After getting over some of the challenges of mutable state and atomicity of operations, I think one of the things that probably bit me next in Python specifically was handling of asynchronous exceptions (like KeyboardInterrupt and in some cases SystemExit) -- and specifically how one goes about actually stopping a multi-threaded application. Too many times I would end up with a script that would just hang when I hit CTRL-C (and I'd have to explicitly kill it). So let's start there.

Asynchronous Exceptions

The KeyboardInterrupt exception is actually an OS signal; specifically, the signal module translates SIGINT into the KeyboardInterrupt exception. The rule is that on platforms where this signal module is present, these signal exceptions will be raised in the main thread. The SystemExit exception is similar, in that no matter which thread raises it, it will always be raised in the main thread. On other platforms, apparently they may be raised anywhere (see the "Caveats" section of the thread module reference documentation for more info); for the sake of focus here, we will assume that you are working on a platform with the signal module present.

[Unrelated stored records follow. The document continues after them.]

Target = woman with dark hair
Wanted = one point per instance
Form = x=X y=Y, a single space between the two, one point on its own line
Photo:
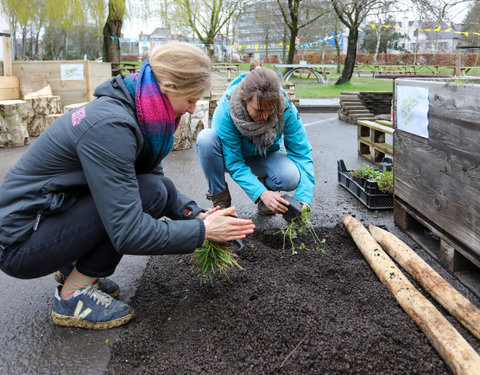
x=91 y=189
x=251 y=123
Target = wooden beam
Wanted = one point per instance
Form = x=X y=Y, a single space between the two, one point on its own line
x=455 y=303
x=459 y=356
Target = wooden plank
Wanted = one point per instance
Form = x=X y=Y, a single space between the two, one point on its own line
x=9 y=82
x=376 y=126
x=442 y=186
x=10 y=94
x=385 y=123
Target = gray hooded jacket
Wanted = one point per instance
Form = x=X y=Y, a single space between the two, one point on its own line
x=94 y=149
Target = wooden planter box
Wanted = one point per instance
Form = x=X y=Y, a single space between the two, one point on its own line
x=437 y=176
x=75 y=89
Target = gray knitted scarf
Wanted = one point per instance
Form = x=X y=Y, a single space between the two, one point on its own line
x=262 y=135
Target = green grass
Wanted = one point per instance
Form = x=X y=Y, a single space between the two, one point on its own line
x=311 y=90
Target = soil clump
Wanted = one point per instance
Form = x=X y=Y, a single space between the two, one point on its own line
x=308 y=313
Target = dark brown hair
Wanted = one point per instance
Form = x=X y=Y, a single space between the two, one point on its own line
x=266 y=85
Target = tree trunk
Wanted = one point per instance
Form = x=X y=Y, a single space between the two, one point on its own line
x=377 y=47
x=291 y=51
x=112 y=31
x=350 y=58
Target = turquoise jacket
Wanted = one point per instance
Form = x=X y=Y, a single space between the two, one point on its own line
x=237 y=147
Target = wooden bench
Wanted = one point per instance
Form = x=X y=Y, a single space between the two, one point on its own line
x=371 y=140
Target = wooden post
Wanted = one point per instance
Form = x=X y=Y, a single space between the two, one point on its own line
x=458 y=63
x=7 y=53
x=87 y=76
x=457 y=353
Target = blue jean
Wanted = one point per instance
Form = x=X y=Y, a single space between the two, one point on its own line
x=279 y=171
x=78 y=235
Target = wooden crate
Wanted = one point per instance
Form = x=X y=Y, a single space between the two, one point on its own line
x=70 y=91
x=438 y=177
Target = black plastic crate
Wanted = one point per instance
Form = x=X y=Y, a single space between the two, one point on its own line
x=366 y=191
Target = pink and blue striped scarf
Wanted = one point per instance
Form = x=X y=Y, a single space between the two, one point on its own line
x=155 y=117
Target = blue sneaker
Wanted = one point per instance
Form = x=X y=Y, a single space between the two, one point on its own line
x=90 y=308
x=104 y=284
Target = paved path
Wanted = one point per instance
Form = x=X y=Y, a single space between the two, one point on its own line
x=31 y=344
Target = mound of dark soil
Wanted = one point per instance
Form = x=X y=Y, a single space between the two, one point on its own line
x=308 y=313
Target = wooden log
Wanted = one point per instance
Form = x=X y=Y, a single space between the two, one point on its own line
x=455 y=303
x=13 y=124
x=38 y=109
x=190 y=126
x=452 y=347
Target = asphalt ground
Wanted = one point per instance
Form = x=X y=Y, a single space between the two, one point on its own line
x=31 y=344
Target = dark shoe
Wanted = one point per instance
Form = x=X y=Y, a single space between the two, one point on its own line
x=106 y=285
x=264 y=210
x=221 y=199
x=90 y=308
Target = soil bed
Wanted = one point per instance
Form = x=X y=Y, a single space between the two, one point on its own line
x=308 y=313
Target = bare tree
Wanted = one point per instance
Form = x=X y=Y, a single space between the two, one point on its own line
x=293 y=15
x=381 y=14
x=112 y=30
x=351 y=13
x=207 y=18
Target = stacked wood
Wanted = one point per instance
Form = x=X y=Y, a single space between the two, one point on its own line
x=13 y=123
x=191 y=125
x=454 y=302
x=377 y=102
x=352 y=109
x=437 y=178
x=38 y=109
x=457 y=353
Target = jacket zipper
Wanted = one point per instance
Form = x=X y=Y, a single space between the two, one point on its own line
x=37 y=220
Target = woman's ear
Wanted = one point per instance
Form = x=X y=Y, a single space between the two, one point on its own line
x=167 y=87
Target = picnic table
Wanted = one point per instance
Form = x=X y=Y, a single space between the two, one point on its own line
x=226 y=68
x=408 y=70
x=321 y=72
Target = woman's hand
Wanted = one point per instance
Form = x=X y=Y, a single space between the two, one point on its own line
x=274 y=201
x=221 y=227
x=203 y=215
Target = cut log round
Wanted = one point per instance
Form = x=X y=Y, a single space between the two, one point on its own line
x=38 y=109
x=455 y=303
x=190 y=126
x=13 y=123
x=459 y=356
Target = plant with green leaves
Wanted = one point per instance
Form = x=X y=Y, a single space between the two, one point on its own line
x=300 y=225
x=213 y=257
x=383 y=178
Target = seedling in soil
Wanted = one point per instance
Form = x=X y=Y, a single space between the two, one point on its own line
x=302 y=224
x=213 y=257
x=383 y=177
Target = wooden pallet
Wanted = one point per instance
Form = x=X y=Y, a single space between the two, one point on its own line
x=371 y=139
x=450 y=253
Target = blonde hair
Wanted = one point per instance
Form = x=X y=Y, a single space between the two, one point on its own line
x=186 y=67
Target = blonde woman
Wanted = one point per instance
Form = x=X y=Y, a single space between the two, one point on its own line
x=91 y=189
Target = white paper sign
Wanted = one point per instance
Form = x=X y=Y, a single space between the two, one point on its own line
x=412 y=109
x=71 y=72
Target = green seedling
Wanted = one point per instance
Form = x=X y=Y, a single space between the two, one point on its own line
x=383 y=178
x=300 y=225
x=213 y=257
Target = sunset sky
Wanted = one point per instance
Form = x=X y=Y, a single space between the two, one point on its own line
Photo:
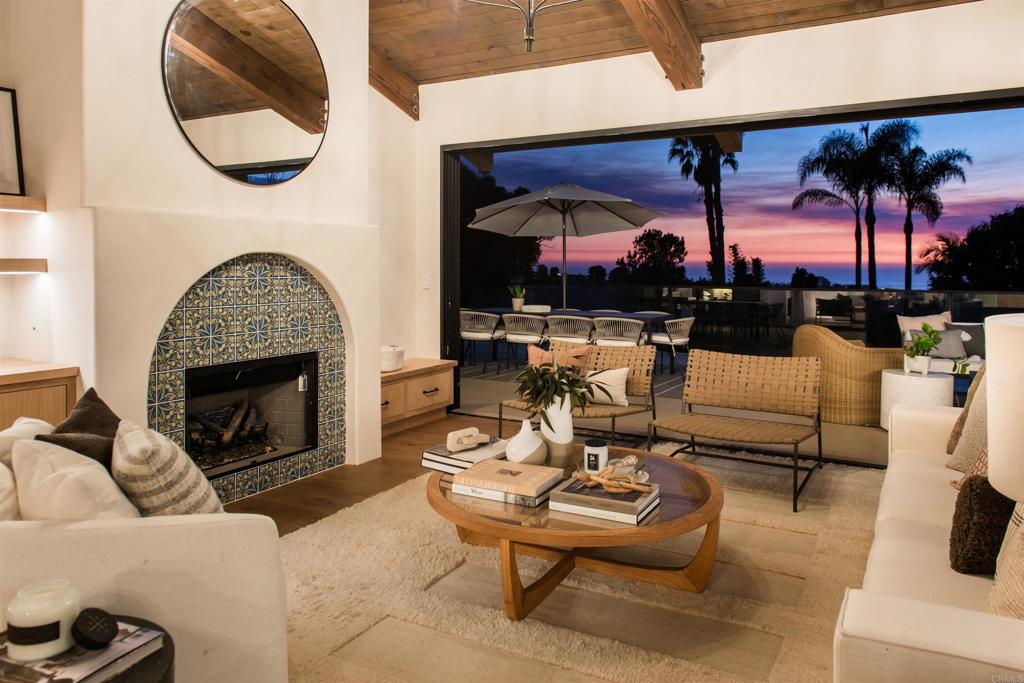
x=758 y=198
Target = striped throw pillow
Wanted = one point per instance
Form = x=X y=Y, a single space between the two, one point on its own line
x=158 y=476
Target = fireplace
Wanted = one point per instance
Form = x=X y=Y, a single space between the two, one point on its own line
x=239 y=415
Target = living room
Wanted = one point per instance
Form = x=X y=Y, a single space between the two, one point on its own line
x=284 y=332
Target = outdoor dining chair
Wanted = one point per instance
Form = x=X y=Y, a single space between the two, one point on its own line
x=619 y=332
x=522 y=329
x=571 y=329
x=476 y=327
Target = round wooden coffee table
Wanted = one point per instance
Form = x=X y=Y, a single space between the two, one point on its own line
x=690 y=499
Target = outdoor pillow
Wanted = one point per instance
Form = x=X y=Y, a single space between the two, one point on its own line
x=613 y=382
x=23 y=428
x=976 y=344
x=57 y=483
x=979 y=523
x=950 y=344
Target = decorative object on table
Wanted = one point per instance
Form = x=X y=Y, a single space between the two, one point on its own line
x=518 y=297
x=39 y=620
x=554 y=391
x=441 y=459
x=595 y=455
x=392 y=357
x=11 y=174
x=135 y=645
x=526 y=446
x=918 y=347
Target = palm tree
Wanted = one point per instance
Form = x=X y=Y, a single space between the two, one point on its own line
x=838 y=160
x=702 y=159
x=915 y=179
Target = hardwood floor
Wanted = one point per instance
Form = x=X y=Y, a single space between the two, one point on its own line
x=306 y=501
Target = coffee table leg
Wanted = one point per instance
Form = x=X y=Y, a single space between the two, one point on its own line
x=520 y=600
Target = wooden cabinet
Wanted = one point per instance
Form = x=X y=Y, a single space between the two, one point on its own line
x=420 y=391
x=33 y=389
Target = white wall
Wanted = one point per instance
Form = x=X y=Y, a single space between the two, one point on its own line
x=963 y=48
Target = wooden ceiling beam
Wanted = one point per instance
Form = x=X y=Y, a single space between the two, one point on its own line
x=394 y=84
x=204 y=41
x=671 y=37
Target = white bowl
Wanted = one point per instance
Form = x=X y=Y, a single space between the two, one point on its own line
x=391 y=358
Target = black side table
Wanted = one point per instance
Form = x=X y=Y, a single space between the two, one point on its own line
x=158 y=668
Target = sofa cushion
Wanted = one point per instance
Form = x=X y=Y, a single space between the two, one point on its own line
x=920 y=495
x=911 y=560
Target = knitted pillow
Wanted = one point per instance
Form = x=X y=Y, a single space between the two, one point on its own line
x=1007 y=597
x=979 y=524
x=158 y=476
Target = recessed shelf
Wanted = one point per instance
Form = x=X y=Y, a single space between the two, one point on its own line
x=23 y=266
x=18 y=204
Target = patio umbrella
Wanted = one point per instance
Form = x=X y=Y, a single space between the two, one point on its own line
x=563 y=210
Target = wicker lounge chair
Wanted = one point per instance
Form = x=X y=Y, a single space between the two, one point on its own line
x=764 y=384
x=639 y=383
x=851 y=374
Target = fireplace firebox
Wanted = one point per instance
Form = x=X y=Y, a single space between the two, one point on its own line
x=242 y=414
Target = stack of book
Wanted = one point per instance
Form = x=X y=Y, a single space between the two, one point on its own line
x=440 y=459
x=632 y=507
x=501 y=480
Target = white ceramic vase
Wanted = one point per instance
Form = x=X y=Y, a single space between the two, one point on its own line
x=920 y=364
x=526 y=446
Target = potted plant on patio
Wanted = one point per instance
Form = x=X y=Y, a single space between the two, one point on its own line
x=918 y=347
x=518 y=297
x=553 y=391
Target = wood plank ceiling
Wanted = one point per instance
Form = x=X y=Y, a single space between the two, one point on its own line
x=432 y=41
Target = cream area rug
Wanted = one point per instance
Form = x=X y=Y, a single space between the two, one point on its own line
x=384 y=591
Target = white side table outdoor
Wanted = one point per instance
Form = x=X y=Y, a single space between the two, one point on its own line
x=914 y=388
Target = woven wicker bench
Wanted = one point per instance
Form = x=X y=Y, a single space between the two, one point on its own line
x=764 y=384
x=639 y=383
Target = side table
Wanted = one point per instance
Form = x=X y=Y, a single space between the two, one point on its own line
x=900 y=387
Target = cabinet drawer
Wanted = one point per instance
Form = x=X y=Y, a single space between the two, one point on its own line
x=429 y=391
x=392 y=401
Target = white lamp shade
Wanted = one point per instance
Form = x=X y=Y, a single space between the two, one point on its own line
x=1005 y=379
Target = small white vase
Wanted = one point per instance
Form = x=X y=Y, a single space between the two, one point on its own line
x=920 y=364
x=526 y=446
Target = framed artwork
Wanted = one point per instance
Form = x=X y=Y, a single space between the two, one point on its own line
x=11 y=176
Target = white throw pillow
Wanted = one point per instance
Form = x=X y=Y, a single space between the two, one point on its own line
x=8 y=495
x=613 y=382
x=23 y=428
x=158 y=476
x=56 y=483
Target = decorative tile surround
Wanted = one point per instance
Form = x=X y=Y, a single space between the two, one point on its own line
x=253 y=306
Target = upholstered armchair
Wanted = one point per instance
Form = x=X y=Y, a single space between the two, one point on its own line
x=851 y=374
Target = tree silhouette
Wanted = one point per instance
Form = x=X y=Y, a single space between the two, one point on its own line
x=990 y=256
x=915 y=179
x=702 y=159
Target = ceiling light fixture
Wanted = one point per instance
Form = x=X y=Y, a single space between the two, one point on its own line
x=528 y=12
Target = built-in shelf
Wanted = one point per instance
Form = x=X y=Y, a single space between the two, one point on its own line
x=17 y=266
x=19 y=204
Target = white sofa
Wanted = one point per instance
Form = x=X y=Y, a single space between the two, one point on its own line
x=915 y=619
x=214 y=582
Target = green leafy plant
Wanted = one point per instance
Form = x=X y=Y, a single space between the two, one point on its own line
x=547 y=383
x=923 y=343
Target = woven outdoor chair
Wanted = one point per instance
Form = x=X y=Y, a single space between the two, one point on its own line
x=639 y=383
x=781 y=386
x=522 y=330
x=570 y=329
x=851 y=374
x=476 y=327
x=619 y=332
x=675 y=338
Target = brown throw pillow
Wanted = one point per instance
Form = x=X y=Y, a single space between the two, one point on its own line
x=979 y=524
x=98 y=447
x=958 y=427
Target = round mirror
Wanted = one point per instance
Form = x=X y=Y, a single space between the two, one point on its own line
x=247 y=86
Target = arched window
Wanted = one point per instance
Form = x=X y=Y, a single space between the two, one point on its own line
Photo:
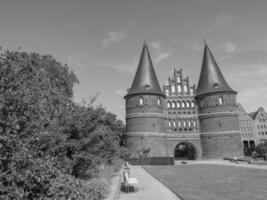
x=220 y=100
x=185 y=88
x=167 y=92
x=174 y=124
x=173 y=88
x=158 y=101
x=179 y=123
x=191 y=91
x=179 y=89
x=141 y=101
x=202 y=103
x=188 y=104
x=173 y=104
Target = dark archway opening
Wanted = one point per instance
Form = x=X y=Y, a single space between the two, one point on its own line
x=252 y=146
x=246 y=148
x=184 y=151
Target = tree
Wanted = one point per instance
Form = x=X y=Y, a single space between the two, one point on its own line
x=49 y=145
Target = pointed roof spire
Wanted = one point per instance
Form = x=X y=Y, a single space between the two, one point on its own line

Let's start out with a simple example of a multi-threaded program that you cannot abort with CTRL-C:

import time
import threading

def dowork():
  while True:
    time.sleep(1.0)

def main():
  t = threading.Thread(target=dowork, args=(), name='worker')
  t.start()

  # Block until the thread completes.
  t.join()

if __name__ == '__main__':
  main()

The problem here is that the worker thread will not exit when the main thread receives the KeyboardInterrupt "signal". So even though the KeyboardInterrupt will be raised (almost certainly in the t.join() call), there's nothing to make the activity in the worker thread stop. As a result, you'll have to go kill that python process manually, sorry.

Stopping Worker Threads

Solution 1: Kill with Prejudice

So the quick fix here is to make the worker thread a daemon thread. From the threading reference documentation:

A thread can be flagged as a “daemon thread”. The significance of this flag is that the entire Python program exits when only daemon threads are left.

So in practice here, if you stop your main thread, your daemon thread will just stop in the middle of whatever it was doing & exit. In many cases this abrupt termination of any worker threads may be appropriate; however, there may also be cases where you actually want to manage what happens when your threads terminate; maybe they need to commit (or rollback) a transaction, save their state, etc. For this a more thoughtful approach is required.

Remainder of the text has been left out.